Texto Camilo José Cela 2: Fragmento de Viaje a la Alcarria
Aquél que se muestre respetuoso con la multiplicidad de la
naturaleza, recibirá de ésta la gracia de su variado lenguaje" William
Cüllen Bryant.
Al mediodía los amigos
entran en Cifuentes, un pueblo hermoso, alegre, con mucha agua, con mujeres de
ojos negros y profundos, con comercios bien surtidos que venden camas
niqueladas, juegos de licorera y seis copas con bandeja de espejo, y cromos
saludables, gozosos, de cien colores, que representan La Sagrada Cena o un
molino del Tirol rodeado de altas cumbres nevadas.

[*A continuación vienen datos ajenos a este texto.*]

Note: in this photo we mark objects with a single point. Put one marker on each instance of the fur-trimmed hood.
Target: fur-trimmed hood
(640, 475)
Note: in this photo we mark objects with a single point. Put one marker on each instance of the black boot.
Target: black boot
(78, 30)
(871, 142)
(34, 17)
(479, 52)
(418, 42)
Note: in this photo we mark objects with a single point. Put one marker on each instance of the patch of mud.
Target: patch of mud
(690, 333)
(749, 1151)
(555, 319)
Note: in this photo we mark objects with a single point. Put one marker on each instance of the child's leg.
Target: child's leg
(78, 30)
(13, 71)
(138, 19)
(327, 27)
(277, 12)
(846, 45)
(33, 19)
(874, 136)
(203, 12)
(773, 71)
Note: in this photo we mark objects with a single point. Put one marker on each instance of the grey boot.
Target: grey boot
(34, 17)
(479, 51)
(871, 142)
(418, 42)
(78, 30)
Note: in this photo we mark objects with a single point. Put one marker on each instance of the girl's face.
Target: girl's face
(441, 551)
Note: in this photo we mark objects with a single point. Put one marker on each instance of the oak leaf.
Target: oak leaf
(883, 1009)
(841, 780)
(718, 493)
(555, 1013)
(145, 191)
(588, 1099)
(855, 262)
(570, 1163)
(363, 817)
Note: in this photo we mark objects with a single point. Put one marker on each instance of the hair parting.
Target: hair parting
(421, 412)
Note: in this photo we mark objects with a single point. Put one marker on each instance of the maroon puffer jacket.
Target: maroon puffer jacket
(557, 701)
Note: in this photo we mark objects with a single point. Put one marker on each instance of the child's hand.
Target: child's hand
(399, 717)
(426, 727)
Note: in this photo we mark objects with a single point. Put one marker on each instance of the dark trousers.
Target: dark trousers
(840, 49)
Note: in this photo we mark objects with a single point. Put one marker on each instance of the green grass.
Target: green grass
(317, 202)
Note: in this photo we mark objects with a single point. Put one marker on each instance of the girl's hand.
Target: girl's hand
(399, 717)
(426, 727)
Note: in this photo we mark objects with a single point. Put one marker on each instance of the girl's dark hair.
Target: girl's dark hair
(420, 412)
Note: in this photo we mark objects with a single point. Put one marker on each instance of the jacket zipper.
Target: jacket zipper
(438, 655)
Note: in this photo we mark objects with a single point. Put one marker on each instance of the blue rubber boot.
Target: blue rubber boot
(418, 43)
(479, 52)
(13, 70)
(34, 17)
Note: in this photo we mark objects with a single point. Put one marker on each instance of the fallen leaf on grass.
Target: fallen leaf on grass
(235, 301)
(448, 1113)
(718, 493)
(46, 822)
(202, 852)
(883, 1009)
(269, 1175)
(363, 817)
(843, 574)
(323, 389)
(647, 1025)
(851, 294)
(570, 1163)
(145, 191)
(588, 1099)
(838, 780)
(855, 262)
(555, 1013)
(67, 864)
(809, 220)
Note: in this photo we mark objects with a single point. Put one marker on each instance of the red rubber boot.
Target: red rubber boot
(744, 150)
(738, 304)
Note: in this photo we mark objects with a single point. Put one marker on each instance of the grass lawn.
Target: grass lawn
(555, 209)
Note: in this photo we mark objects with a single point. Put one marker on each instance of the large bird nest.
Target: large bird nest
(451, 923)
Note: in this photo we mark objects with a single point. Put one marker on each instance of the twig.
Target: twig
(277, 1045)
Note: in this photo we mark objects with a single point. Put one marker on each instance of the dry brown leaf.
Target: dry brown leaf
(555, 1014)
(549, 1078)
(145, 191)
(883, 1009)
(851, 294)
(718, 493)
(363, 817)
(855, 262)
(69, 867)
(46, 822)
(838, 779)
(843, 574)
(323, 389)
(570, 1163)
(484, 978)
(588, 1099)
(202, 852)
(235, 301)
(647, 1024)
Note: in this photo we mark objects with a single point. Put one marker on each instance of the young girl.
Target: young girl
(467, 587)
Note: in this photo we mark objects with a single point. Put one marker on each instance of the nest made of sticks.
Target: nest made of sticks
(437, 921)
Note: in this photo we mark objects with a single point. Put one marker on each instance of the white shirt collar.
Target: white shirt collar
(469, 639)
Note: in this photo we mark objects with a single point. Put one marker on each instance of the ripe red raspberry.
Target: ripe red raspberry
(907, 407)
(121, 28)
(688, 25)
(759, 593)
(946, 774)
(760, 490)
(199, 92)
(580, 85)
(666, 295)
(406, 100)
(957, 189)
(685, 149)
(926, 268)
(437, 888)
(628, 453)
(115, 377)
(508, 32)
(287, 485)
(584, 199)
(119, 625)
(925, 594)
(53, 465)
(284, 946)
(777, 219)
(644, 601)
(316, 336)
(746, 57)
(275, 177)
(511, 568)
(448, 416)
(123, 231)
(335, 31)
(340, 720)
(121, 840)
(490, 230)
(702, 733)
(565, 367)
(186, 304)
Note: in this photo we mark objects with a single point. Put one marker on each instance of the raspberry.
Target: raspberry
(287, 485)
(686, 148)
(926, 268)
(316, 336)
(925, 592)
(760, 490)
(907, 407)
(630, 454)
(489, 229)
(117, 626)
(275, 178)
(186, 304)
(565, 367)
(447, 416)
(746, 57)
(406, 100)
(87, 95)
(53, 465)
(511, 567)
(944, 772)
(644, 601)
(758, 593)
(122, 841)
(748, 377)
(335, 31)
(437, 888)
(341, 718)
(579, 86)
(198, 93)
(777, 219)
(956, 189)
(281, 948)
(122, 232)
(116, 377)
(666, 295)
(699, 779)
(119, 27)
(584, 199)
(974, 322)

Atrás se ha quedado el cerro
de la Horca, un altozano que termina en una meseta lisa como un plato. Según le
explican al viajero, antiguamente; cuando para entretener a las gentes
sencillas, que lo que piden es un poco de sangre, aún no se habían inventado
las corridas de toros, se usaba la mesetilla del cerro de la Horca para
ajusticiar a los condenados a muerte. El viajero piensa que el sitio no está
mal elegido; sin duda alguna el cerro de la Horca tiene una hermosa
perspectiva. El viajero piensa también que es lástima que en el cerro de la
Horca no se levante la fiera silueta del rollo; hubiera hecho muy hermoso.
A la entrada del pueblo,
cerca del río, está la albardería del Rata, un taller pequeño, abigarrado,
lleno de encanto; un taller medieval, optimista y abierto a todos los vientos
como un mercado. El Rata se llama Félix Marco Laina. El Rata es un hombre de
talento, un hombre que supo aprovechar un apodo, exprimirlo como un limón. En
su tienda, rodeado de bastas, de enjalmas y de aceruelos, el Rata es un cónsul
de la Alcarria y su casa un registro general del ir y venir de las gentes. Las
gentes, tarde o temprano, siempre acaban pasando por la albardería del Rata en
busca de una cincha o un lomillo, detrás de un ataharre, en pos de un debajero
o una cangalla.
El viajero regala una carona
de almohadilla al burro Gorrión, y el burro Gorrión mueve el rabo, nervioso
como un niño, mientras lo visten.
Los amigos tiran por la
vega, en sentido contrario del pueblo. Van a comer y echarse, después, un
ratito de siesta en la fuente del Piojo, que tiene un agua clara, muy fresca,
famosa en la comarca.
Texto Camilo José Cela 1: Fragmento de La colmena
Doña Rosa va y viene por entre las mesas del
café, tropezando a los clientes con su tremendo trasero. Doña Rosa dice con
frecuencia "leñe" y "nos ha merengao". Para doña Rosa, el
mundo es un Café, y alrededor de su Café, todo lo demás. Hay quien dice que a
doña Rosa le brillan los ojillos cuando viene la primavera y las muchachas
empiezan a andar de manga corta. Yo creo que todo eso son habladurías: doña
Rosa no hubiera soltado jamás un buen amadeo de plata por nada de este mundo.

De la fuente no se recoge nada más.